UtilitiesTools

JSON Formatter

Paste messy or minified JSON and instantly get it beautified, validated with the exact error line, or minified. Pick your indentation, copy the result with one tap, and move on — no account, no upload, no waiting.

🔒 Everything runs in your browser — your JSON never touches a server. Nothing is uploaded or stored.

What is the JSON Formatter?

The JSON Formatter is a free online tool that takes raw, messy, or minified JSON and instantly turns it into clean, readable, properly indented text. It also validates your input on the fly — if something is broken, it tells you the exact line and position of the problem instead of just saying "invalid." In a single page you can beautify JSON for debugging, minify it for production, or simply check whether a payload is valid before you ship it.

How to use it

  1. Paste or type your JSON into the input box (for example a response copied from an API call).
  2. The tool parses it as you type. If the JSON is valid, the formatted result appears immediately; if not, you get an error message pointing to the offending line.
  3. Choose what you want: Beautify to expand it with indentation, or Minify to strip every unnecessary space and line break.
  4. Pick your indentation — 2 spaces, 4 spaces, or tabs — to match your project's style.
  5. Click Copy to grab the result. Done — no account, no upload, no waiting.
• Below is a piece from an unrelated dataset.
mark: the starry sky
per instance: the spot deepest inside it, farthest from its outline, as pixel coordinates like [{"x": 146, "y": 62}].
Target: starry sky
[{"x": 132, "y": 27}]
The whole flow is built so you get your answer in one second and move on.

The method behind it

The tool uses the browser's native JSON.parse() to read your input into a JavaScript value, then JSON.stringify() to re-serialize it. Beautifying passes an indentation argument (a number of spaces or a tab character) to JSON.stringify, which produces consistent, standards-compliant indentation. Minifying calls it with no indentation, collapsing the value to the smallest valid representation. Validation is a natural by-product: if JSON.parse() throws, the tool catches the error, reads the position reported by the engine, and maps it back to a human-readable line and column. Because it relies on the same JSON engine your code runs on, the output is guaranteed to be specification-correct JSON — not a guess.

Examples

Beautify a one-line API response

Input: {"id":7,"name":"Ada","roles":["admin","editor"],"active":true}

Output:

{
  "id": 7,
  "name": "Ada",
  "roles": [
    "admin",
    "editor"
  ],
  "active": true
}

Minify a config file for production

Input: a pretty-printed config.json with lots of indentation. Output: a single compact line with all whitespace removed, ready to drop into an environment variable.

Catch a syntax error

Input: {"city":"Tokyo",} (note the trailing comma). Output: an error highlighting that a property name was expected at the position after the last comma, so you know exactly what to delete.

Common use cases

Why use this one

Most online options make you jump between a separate formatter, validator, and minifier. This tool does all three in one place, with one-click copy and indentation control. More importantly, everything runs 100% in your browser, so your JSON never touches a server. That matters because real payloads often contain API keys, auth tokens, or customer data, and pasting them into a tool that uploads to a backend is a quiet security risk. Here, nothing is sent, stored, or logged. It is also fast (no round-trip to a server), works on mobile, and needs no signup. When you need the data in a spreadsheet, hand it to the JSON to CSV converter; for encoding work, see Base64 Encode / Decode and URL Encode / Decode.

Frequently asked questions

Is my JSON data safe — is anything uploaded to a server?

No. All formatting, validation, and minifying happen entirely inside your browser using JavaScript. Your JSON is never sent to, stored on, or seen by any server, so it is safe to paste payloads that contain tokens, keys, or private data.

What is the difference between beautifying and minifying JSON?

Beautifying adds indentation and line breaks so the structure is easy to read while debugging. Minifying strips all unnecessary whitespace to make the JSON as small as possible for storage or transfer. This tool does both with one click.

Why does my JSON show as invalid?

Common causes are trailing commas, single quotes instead of double quotes, missing brackets, or unquoted keys. The validator points to the exact line and position of the first syntax error so you can fix it fast.

Can I change the indentation size?

Yes. You can choose 2 spaces, 4 spaces, or tab indentation when beautifying, depending on your team's style guide.

Does it work on mobile?

Yes. The tool is fully responsive and works in any modern mobile browser, so you can format and check JSON from your phone without installing an app.